Billionaire Carlos Slim said his America Movil SAB will spend $1 billion on network investments in Colombia next year if regulators reverse course and grant the company access to 4G wireless airwave licenses.
The investment would be an increase from $920 million this year, Slim, America Movil’s controlling shareholder, told reporters today in Cartagena, Colombia. The Mexico City-based company also plans a $30 million real-estate project around one of its operational complexes in Bogota, he said.
Colombia’s government is drawing up a plan for an auction of fourth-generation radio licenses, and an early document outlining the bidding process excluded America Movil. Lawmakers and competitors such as Telefonica SA and Empresa de Telecomunicaciones de Bogota say the company’s 60 percent market share makes it too dominant and limits competition.
“Excessive regulation inhibits investment in the sector,” Slim said. “It undermines legal certainty and delays the possibility of mobile broadband.”
America Movil’s Colombia and Panama division makes up 8.6 percent of revenue and is the company’s third-most profitable market behind Ecuador and Mexico, according to data compiled by Bloomberg. The unit recorded a profit margin last year of about 47 percent, leaving out interest, taxes, depreciation and amortization.
Hajj said today America Movil is budgeting about $10 billion next year for network investments across Latin America.

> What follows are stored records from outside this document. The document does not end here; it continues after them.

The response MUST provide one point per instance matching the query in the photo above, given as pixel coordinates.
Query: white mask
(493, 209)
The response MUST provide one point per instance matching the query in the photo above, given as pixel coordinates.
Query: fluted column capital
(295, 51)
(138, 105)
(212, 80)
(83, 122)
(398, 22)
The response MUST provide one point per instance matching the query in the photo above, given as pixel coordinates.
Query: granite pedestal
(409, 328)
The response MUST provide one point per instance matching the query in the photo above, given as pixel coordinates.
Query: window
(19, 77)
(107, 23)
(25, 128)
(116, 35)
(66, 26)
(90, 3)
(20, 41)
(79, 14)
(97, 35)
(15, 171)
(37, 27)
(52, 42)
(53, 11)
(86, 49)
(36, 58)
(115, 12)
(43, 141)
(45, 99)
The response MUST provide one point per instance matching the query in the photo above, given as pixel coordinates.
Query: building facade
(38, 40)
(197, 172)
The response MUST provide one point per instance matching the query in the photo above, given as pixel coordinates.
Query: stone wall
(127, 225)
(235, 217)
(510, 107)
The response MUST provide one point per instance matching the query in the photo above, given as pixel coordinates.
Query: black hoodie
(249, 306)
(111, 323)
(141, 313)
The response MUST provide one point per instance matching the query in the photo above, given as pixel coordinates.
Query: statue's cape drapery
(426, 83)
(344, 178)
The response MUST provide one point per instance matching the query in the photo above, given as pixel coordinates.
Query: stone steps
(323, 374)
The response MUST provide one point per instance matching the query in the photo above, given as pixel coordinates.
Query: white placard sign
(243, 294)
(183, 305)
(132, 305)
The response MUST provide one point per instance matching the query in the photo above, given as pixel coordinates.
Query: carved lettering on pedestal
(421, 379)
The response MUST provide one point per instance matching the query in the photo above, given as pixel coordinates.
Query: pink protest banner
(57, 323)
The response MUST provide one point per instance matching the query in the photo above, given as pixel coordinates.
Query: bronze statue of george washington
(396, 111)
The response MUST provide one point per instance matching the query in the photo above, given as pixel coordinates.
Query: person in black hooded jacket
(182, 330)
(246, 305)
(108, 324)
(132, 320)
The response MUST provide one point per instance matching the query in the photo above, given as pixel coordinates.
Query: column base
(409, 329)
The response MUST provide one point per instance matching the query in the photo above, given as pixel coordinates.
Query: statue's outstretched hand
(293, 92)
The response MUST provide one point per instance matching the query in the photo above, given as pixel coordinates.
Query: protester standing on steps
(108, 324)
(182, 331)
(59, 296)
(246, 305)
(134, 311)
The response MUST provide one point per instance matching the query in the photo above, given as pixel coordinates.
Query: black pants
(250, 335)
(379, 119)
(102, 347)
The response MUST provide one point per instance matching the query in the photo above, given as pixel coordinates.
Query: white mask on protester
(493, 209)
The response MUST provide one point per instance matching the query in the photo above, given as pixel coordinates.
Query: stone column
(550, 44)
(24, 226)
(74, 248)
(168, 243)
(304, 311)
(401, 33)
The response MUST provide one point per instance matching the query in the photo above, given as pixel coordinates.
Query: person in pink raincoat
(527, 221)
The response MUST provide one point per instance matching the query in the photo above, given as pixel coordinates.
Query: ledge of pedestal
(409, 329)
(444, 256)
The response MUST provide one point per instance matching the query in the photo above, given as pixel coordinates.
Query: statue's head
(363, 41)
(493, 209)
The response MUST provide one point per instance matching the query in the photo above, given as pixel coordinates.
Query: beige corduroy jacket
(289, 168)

Slim said doesn’t plan to personally discuss the 4G auction with Colombia President Juan Manuel Santos. He didn’t say how much the company, which operates under the Claro brand in Colombia, would spend next year if it is excluded from the auction.

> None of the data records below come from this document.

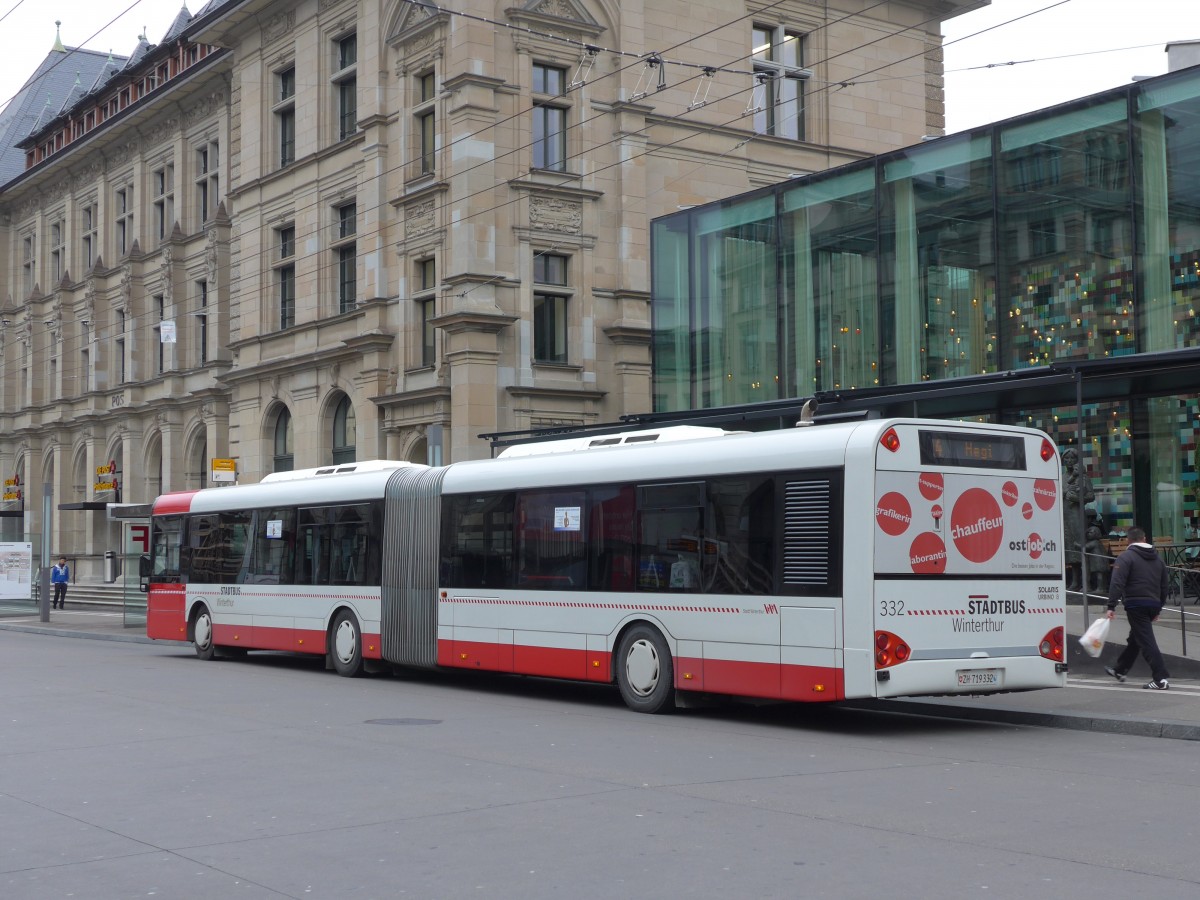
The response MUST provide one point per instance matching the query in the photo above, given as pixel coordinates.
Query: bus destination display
(981, 451)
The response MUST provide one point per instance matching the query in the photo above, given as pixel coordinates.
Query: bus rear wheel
(202, 634)
(645, 671)
(346, 645)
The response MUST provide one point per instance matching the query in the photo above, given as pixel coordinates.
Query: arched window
(345, 427)
(285, 445)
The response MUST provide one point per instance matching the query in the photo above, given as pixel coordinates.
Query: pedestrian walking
(60, 576)
(1140, 581)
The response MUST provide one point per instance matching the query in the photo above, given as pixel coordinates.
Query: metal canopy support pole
(43, 580)
(1084, 583)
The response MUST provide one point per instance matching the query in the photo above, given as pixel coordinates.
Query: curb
(943, 709)
(1134, 727)
(85, 635)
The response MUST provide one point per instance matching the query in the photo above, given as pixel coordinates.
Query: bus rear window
(977, 451)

“I don’t think that’s an option, because I wouldn’t understand how you could leave 26 million Claro clients without access to new technology,” he said.
A bill presented this week to Congress to cap market share in Colombia’s mobile-phone market at 30 percent probably won’t be supported by the government, America Movil Chief Executive Officer Daniel Hajj told analysts today on a conference call.
The proposed bill seeking to cap market share, introduced by Jorge Robledo, an opposition leader in the Senate, is backed by 18 other lawmakers, said Roy Barreras, president of Colombia’s Congress. Barreras, a member of the ruling party who supports the proposal, said there’s a good chance the bill will pass.
Slim said he continues to be interested in investments in Colombia’s energy market. Last year, his holding company Grupo Carso SAB agreed to pay $23.3 million for a 70 percent stake in Tabasco Oil Co., which has a contract to explore and produce oil in a field in eastern Colombia.